(dissenting). For this court to uphold the ordinance granting the instant pay raises is in direct violation of article eleventh, § 2 of our state constitution and contrary to public policy.
It is undisputed that the various defendants are either elected or politically appointed officials of the city of Bridgeport. Article eleventh, § 2 of the constitution of the state of Connecticut provides in clear and unequivocal language that “[n] either the general assembly nor any county, city, borough, town or school district shall have power to . . . increase the compensation of any public officer or employee, to take effect during the continuance in office of any person whose salary might be increased thereby . . . .” (Emphasis added.)1
*154That the above constitutional provision was first adopted in 1877; Conn. Const., amend XXIY; and has remained intact to the present time is significant.2 This constitutional provision expresses a clear intention on the part of the people of this state to prohibit any municipal body from voting increases in compensation for elected or appointed officials to take effect during the current term of office of such officials. In Wright v. Hartford, 50 Conn. 546, 547, this court observed: “The [constitutional] provision regards an increase during the term of service and a gift at its close as equally destructive of the public good and aims to prevent both .... As it regards an increase and a gift with equal abhorrence, so it abhors them equally whether made in behalf of the servant highest in dignity or of the lowest.” (Emphasis added.)
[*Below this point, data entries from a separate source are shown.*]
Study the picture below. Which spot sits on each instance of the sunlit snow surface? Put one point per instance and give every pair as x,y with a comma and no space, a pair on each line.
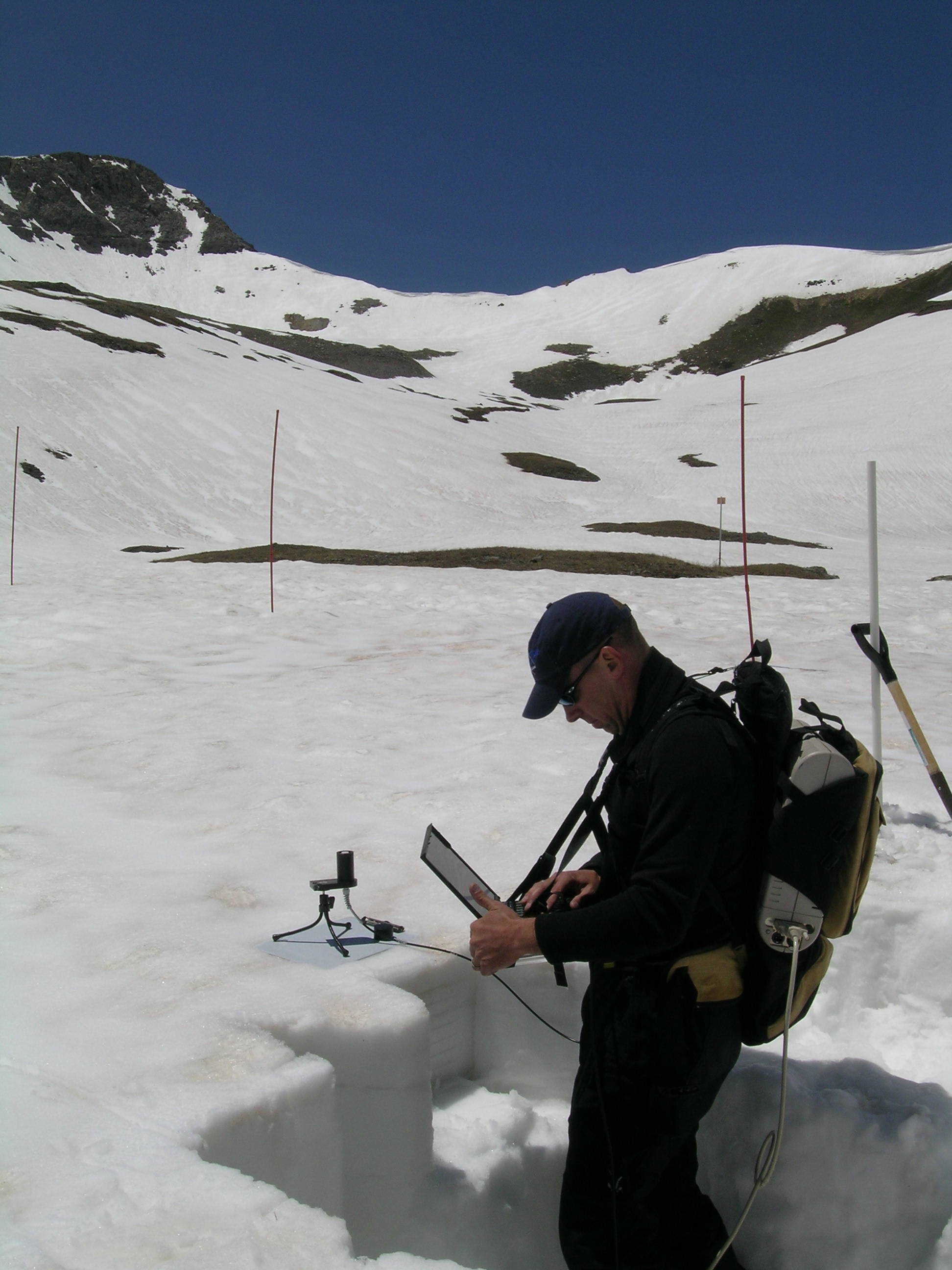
179,762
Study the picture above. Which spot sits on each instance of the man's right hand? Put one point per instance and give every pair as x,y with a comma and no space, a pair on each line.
575,883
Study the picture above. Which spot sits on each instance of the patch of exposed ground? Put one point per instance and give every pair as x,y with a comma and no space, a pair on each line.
423,355
547,465
520,559
103,201
571,350
693,530
381,364
297,322
481,413
563,380
761,333
770,327
625,400
115,343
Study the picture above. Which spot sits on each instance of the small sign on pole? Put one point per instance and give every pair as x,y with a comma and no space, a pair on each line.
271,518
874,608
13,515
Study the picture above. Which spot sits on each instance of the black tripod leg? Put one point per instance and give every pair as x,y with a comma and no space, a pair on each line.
299,931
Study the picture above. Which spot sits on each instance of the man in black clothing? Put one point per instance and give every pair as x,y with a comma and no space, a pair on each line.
654,915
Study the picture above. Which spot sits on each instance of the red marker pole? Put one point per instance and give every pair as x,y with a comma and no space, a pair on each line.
13,515
271,524
744,513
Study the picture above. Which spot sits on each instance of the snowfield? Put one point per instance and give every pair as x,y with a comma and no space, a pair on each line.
179,762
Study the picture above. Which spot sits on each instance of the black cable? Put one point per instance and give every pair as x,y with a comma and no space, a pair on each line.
605,1124
432,948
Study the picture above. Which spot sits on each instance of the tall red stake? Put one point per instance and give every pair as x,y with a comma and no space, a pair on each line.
271,522
744,513
13,515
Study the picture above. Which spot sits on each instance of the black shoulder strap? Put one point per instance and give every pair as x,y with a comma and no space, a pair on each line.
584,807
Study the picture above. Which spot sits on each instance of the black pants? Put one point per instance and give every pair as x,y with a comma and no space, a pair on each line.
651,1062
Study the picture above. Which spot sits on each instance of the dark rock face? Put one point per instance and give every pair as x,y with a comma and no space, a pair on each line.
102,201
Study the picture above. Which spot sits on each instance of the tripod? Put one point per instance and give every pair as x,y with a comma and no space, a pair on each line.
343,882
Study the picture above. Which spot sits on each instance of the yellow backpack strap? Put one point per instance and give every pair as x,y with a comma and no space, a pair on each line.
716,975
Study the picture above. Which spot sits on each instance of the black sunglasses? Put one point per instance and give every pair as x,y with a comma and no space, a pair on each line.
568,698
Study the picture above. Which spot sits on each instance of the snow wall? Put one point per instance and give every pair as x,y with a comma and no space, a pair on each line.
432,1117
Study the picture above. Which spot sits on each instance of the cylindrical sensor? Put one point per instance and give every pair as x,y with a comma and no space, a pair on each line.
346,869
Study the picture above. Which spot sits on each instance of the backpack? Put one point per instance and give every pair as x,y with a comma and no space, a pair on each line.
814,841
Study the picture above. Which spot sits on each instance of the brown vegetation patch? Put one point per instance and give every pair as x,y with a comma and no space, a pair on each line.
115,343
547,465
297,322
381,364
571,350
481,413
693,530
518,559
563,380
625,400
777,322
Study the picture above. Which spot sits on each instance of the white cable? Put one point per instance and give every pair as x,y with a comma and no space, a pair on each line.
766,1164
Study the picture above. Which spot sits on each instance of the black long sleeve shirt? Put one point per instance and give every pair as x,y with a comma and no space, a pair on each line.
673,837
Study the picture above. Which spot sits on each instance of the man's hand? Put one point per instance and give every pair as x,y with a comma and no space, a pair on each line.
578,883
499,938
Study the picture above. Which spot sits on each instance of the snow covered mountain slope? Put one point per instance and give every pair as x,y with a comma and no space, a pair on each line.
178,762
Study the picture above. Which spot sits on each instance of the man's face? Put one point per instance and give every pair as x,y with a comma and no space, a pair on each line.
599,700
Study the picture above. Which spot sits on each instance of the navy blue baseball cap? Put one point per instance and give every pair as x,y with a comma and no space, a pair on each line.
567,632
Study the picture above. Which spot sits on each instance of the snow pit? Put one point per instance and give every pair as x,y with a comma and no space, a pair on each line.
865,1174
432,1114
286,1133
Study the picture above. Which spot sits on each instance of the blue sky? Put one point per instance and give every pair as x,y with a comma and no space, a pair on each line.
462,147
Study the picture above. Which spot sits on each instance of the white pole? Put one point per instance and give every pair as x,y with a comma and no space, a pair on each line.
874,609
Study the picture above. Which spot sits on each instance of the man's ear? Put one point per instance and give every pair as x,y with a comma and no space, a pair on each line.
612,659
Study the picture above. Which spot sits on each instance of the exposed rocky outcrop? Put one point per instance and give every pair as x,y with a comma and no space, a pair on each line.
103,201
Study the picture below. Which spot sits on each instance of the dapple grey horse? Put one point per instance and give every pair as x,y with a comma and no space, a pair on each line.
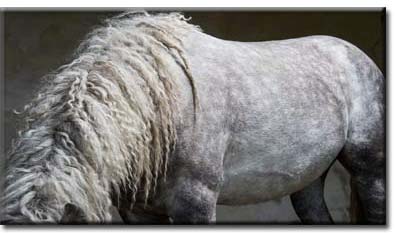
253,121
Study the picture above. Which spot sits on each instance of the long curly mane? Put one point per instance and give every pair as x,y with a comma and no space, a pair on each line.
101,123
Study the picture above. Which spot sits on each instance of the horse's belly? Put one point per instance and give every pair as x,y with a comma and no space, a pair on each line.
256,172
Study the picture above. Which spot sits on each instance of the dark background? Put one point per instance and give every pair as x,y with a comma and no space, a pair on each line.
36,43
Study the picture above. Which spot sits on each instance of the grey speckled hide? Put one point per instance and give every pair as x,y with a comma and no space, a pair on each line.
226,122
273,118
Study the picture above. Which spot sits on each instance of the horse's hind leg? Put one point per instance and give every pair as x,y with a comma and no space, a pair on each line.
310,205
367,168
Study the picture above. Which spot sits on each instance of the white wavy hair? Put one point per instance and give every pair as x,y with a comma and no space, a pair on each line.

It should be emphasized, however, that article eleventh, § 2 does not prohibit any or all increases in the compensation of public officials and employees but only such increases as are intended to take effect during the current term of office of the officials receiving such increases. To my mind, the requirement of a delay in the effectiveness of a pay increase was clearly intended by the drafters of this constitutional provision to ensure that increases in salary enacted at the taxpayer’s expense would be for the benefit of the office and not for the immediate benefit of the particular individual then holding that office. In this way the drafters sought to ensure that all such salary increases would be made in a properly disinterested manner.
*155When the individual defendants campaigned and succeeded to their elective and appointive positions, they knew full well what the compensation was for the offices which they were seeking. At no time prior to their election or appointment did they indicate to the taxpayers and voters that they would seek increased compensation immediately upon being elected or appointed. They should therefore not now be permitted either to argue that their salaries are not comparable with other municipal salaries or to vote themselves pay increases3 intended to take effect during the current term of office in violation of article eleventh, § 2. Garvie v. Hartford, 54 Conn. 440, 7 A. 723.
I must therefore dissent.
“Continuance in office” has been held to mean current term of office under one appointment or election. Smith v. Waterbury, 54 Conn. 174, 7 A. 17.
The delegates to the 1965 constitutional convention explicitly retained and incorporated this same provision in the constitution adopted by the convention.
It is conceded that a pay increase such as those at issue here would have been valid if they were limited to an effective date beginning upon the next succeeding term of' office or appointment.